Usage
safe(X.mat, y.vec, C.mat = NULL, Z.mat = NULL, method = "permutation", platform = NULL, annotate = NULL, min.size = 2, max.size = Inf, by.gene = FALSE, local = "default", global = "default", args.local = NULL, args.global = list(one.sided = FALSE), Pi.mat = NULL, error = "FDR.BH", parallel=FALSE, alpha = NA, epsilon = 10^(-10), print.it = TRUE, ...)
Arguments
X.mat
A matrix or data.frame of expression data of size m by n where each row corresponds to a gene feature and each column to a sample. Data should be properly normalized and cannot contain missing values.
y.vec
A numeric, integer or character vector of length n containing the response of interest. For examples of the acceptable forms y.vec
can take, see the vignette.
C.mat
A matrix containing the gene category assignments. Each column represents a category and should be named accordingly. For each column, values of 1 (TRUE
) and 0 (FALSE
) indicate whether the features in the corresponding rows of X.mat
are contained in the category.

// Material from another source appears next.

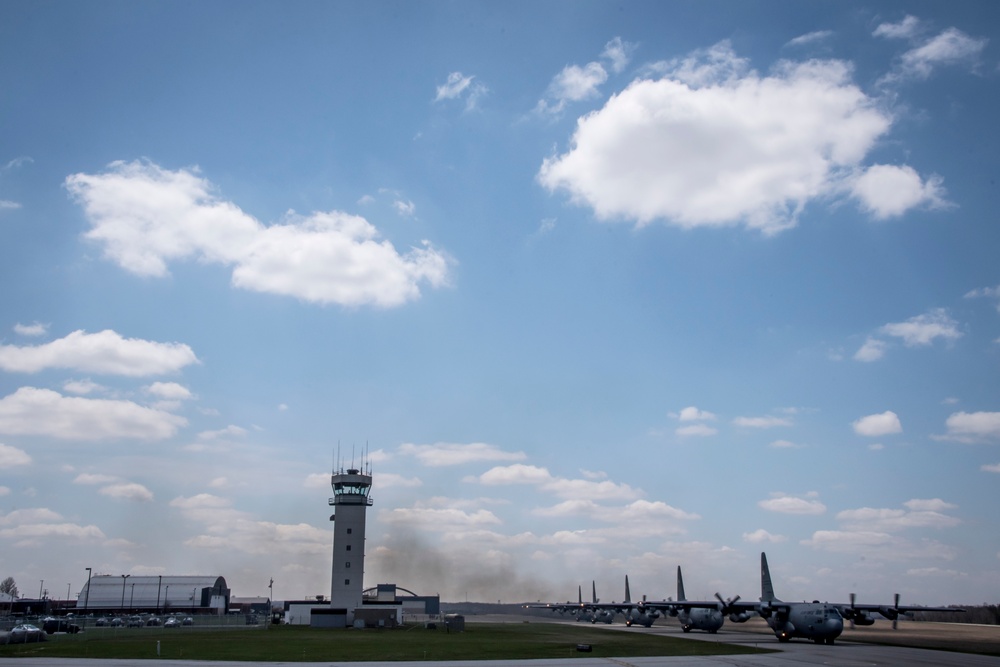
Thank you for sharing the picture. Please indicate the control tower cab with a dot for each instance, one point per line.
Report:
(350, 500)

This can also be a list containing a sparse matrix and names as created by getCmatrix
.
Z.mat
A data.frame of size n by p, with p covariates as numeric or factors.
method
Type of hypothesis test can be specified as "permutation", "bootstrap.t", and "bootstrap.q". "express" calls the dependent package safeExpress
. See vignette for details.
platform
If C.mat
is unspecified, a character string of a Bioconductor annotation package can be used to build gene categories. See vignette for details and examples.
annotate
If C.mat
is unspecified, a character string to specify the type of gene categories to build from annotation packages. "GO.MF", "GO.BP", "GO.CC", and "GO.ALL" (default) specify one or all Gene Ontologies. "KEGG" specifies pathways, and "PFAM" homologous families from the respective sources.
min.size
Optional minimum category size in building C.mat
.
max.size
Optional maximum category size in building C.mat
.
by.gene
Logical argument (default = FALSE
) specifying whether multiple features to a single gene should be down-weighted.
local
Specifies the gene-specific statistic from the following options: "t.Student", "t.Welch", and "t.paired", for 2-sample designs, "f.ANOVA" for 1-way ANOVAs, and "t.LM" for simple linear regressions. "default" will choose between "t.Student", "f.ANOVA", and "t.LM" based on the form of y.vec
. User-defined local statistics can also be used; details are provided in the vignette.
global
Specifies the global statistic for a gene categories. By default, the Wilcoxon rank sum ("Wilcoxon") is used. Else, a Fisher's Exact test statistic ("Fisher"), a Pearson's chi-squared type statistic ("Pearson") or t-statistic for average difference ("AveDiff") is available. User-defined global statistics can also be implemented.
args.local
An optional list to be passed to user-defined local statistics that require additional arguments. By default args.local = NULL
.
args.global
An optional list to be passed to global statistics that require additional arguments. For two-sided local statistics, args.global
= list(one.sided=F) allows bi-directional differential expression to be considered.
Pi.mat
Either an integer, or a matrix or data.frame containing the permutations. See getPImatrix
for the acceptable form of a matrix or data.frame. If Pi.mat
is an integer, B, then safe
will generate B resamples of X.mat
.
error
Specifies the method for computing error rate estimates. By default, Benjamini-Hochberg step down ("FDR.BH") FDR estimates are computed. A Bonferroni ("FWER.Bonf") and Holm's step-up ("FWER.Holm") adjustment can also be specified. Under permutation, "FDR.YB" computes the Yekutieli-Benjamini FDR estimate, and "FWER.WY" computes the Westfall-Young FWER estimate. The user can also specify "none" if no error rates are desired.
parallel
Logical argument (default = FALSE
) specifying whether hypothesis test of method
should be conducted with parallel processing. Only compatible with error = "none", "FWER.Bonf",
or FDR.BH
. See vignette for details.
alpha
The threshold for significant results to return. By default, alpha will be 0.05 for nominal p-values (error
= "none" ), and 0.1 for adjusted p-values.
epsilon
Numeric argument sets the minimum difference for ranking local and global statistics, correcting a numerical precision issue when computing empirical p-values in small data sets (n < 15). The default value is 10^(-10).
print.it
Logical argument (default = TRUE
) specifying whether to print progress updates to the log for permutation and bootstrap calculations.
...
Allows arguments from version 2.0 to be ignored.